しかし、具体的にどのような物質で、どんな影響があるのかご存じでしょうか?
本記事では、VOCの基本的な定義や健康への影響、水試料の測定方法について、初心者向けに分かりやすく解説します。
VOCとは?
VOC(揮発性有機化合物)とは、常温・常圧で蒸発しやすく、大気中に気体として存在する有機物です。

生活環境との関係
VOCは、ガソリンや塗料、インク、金属の洗浄溶剤など、私たちの日常生活のさまざまな場面で使用されています。
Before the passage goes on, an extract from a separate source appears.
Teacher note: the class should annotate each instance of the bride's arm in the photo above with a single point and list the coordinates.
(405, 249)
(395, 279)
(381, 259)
中には発がん性を持つものもあり、光化学オキシダント、SPM、PM2.5などの大気汚染物質の原因となることがあります。

光化学オキシダント
VOCや窒素酸化物(NOx)が太陽光の紫外線と化学反応を起こし、健康被害をもたらす物質に変化します。これらの有害物質の総称を「光化学オキシダント」と呼びます。
SPM(浮遊粒子状物質)
大気中に浮遊する10μm以下の微細な粒子で、肺や気管などの呼吸器系に悪影響を及ぼします。
PM2.5(微小粒子状物質)
2.5μm以下の粒子で、SPMよりもさらに小さいため、呼吸器の深部にまで入り込み、血液や脳にも悪影響を及ぼす可能性があります。
測定方法(水試料中のVOCの前処理)
VOCの測定にはガスクロマトグラフィー(GC)が用いられます。本記事では、主にパージ・トラップ法とヘッドスペース法について説明します。
パージ・トラップ法
パージ・トラップ法の流れ
- 試料の液相内にガスを注入(パージ)し、VOCを気相に追い出します。
- VOCをトラップ管で捕集し、一定時間捕集剤に吸着させます。
- 捕集剤を加熱し、吸着していたVOCをGCに導入します。

ヘッド・スペース法
ヘッド・スペース法の流れ
- 試料を一定温度で加熱保持し、VOCを気相へと移行させます。
- 気相に移行したVOCをシリンジで採取し、直接GCに導入します。

まとめ
VOCは、大気中に気体として存在する揮発性有機化合物で、日常生活で広く使用されています。
しかし、発がん性物質を含むものや、大気汚染の原因となるものもあり、環境や健康に影響を与える可能性があります。
水試料中のVOCの測定方法としては、パージ・トラップ法とヘッドスペース法があり、どちらも試料中のVOCを気相へ移行させる手法です。
基本を押さえておけば、それぞれの名称が示す通りの原理で測定を行っていることが理解できるでしょう。